The `datetime` module provides classes for working with dates and times.


In [1]:
from datetime import datetime, date, time

# Get current date and time
now = datetime.now()
print("Current date and time:", now)

# Get just the date
today = date.today()
print("Today's date:", today)

# Get just the time
current_time = now.time()
print("Current time:", current_time)


Current date and time: 2025-12-26 00:30:01.451900
Today's date: 2025-12-26
Current time: 00:30:01.451900


## Creating Specific Dates and Times

You can create date and time objects for specific dates.


In [2]:
# Create a specific date
specific_date = date(2024, 1, 15)
print("Specific date:", specific_date)

# Create a specific datetime
specific_datetime = datetime(2024, 1, 15, 14, 30, 0)
print("Specific datetime:", specific_datetime)

# Create a specific time
specific_time = time(14, 30, 0)
print("Specific time:", specific_time)


Specific date: 2024-01-15
Specific datetime: 2024-01-15 14:30:00
Specific time: 14:30:00


## Formatting Dates

You can format dates into strings using `strftime()` method.


In [3]:
# Format datetime
now = datetime.now()

# Different formats
print("Default format:", now)
print("Formatted (YYYY-MM-DD):", now.strftime("%Y-%m-%d"))
print("Formatted (DD/MM/YYYY):", now.strftime("%d/%m/%Y"))
print("Formatted (Month Day, Year):", now.strftime("%B %d, %Y"))
print("Formatted (with time):", now.strftime("%Y-%m-%d %H:%M:%S"))
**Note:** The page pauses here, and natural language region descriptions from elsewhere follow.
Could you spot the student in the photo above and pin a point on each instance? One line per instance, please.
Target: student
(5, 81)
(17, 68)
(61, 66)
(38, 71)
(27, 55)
Default format: 2025-12-26 00:30:01.461074
Formatted (YYYY-MM-DD): 2025-12-26
Formatted (DD/MM/YYYY): 26/12/2025
Formatted (Month Day, Year): December 26, 2025
Formatted (with time): 2025-12-26 00:30:01


## Parsing Dates from Strings

You can convert strings to datetime objects using `strptime()`.


In [4]:
# Parse string to datetime
date_string = "2024-01-15"
parsed_date = datetime.strptime(date_string, "%Y-%m-%d")
print("Parsed date:", parsed_date)

# Parse with time
datetime_string = "2024-01-15 14:30:00"
parsed_datetime = datetime.strptime(datetime_string, "%Y-%m-%d %H:%M:%S")
print("Parsed datetime:", parsed_datetime)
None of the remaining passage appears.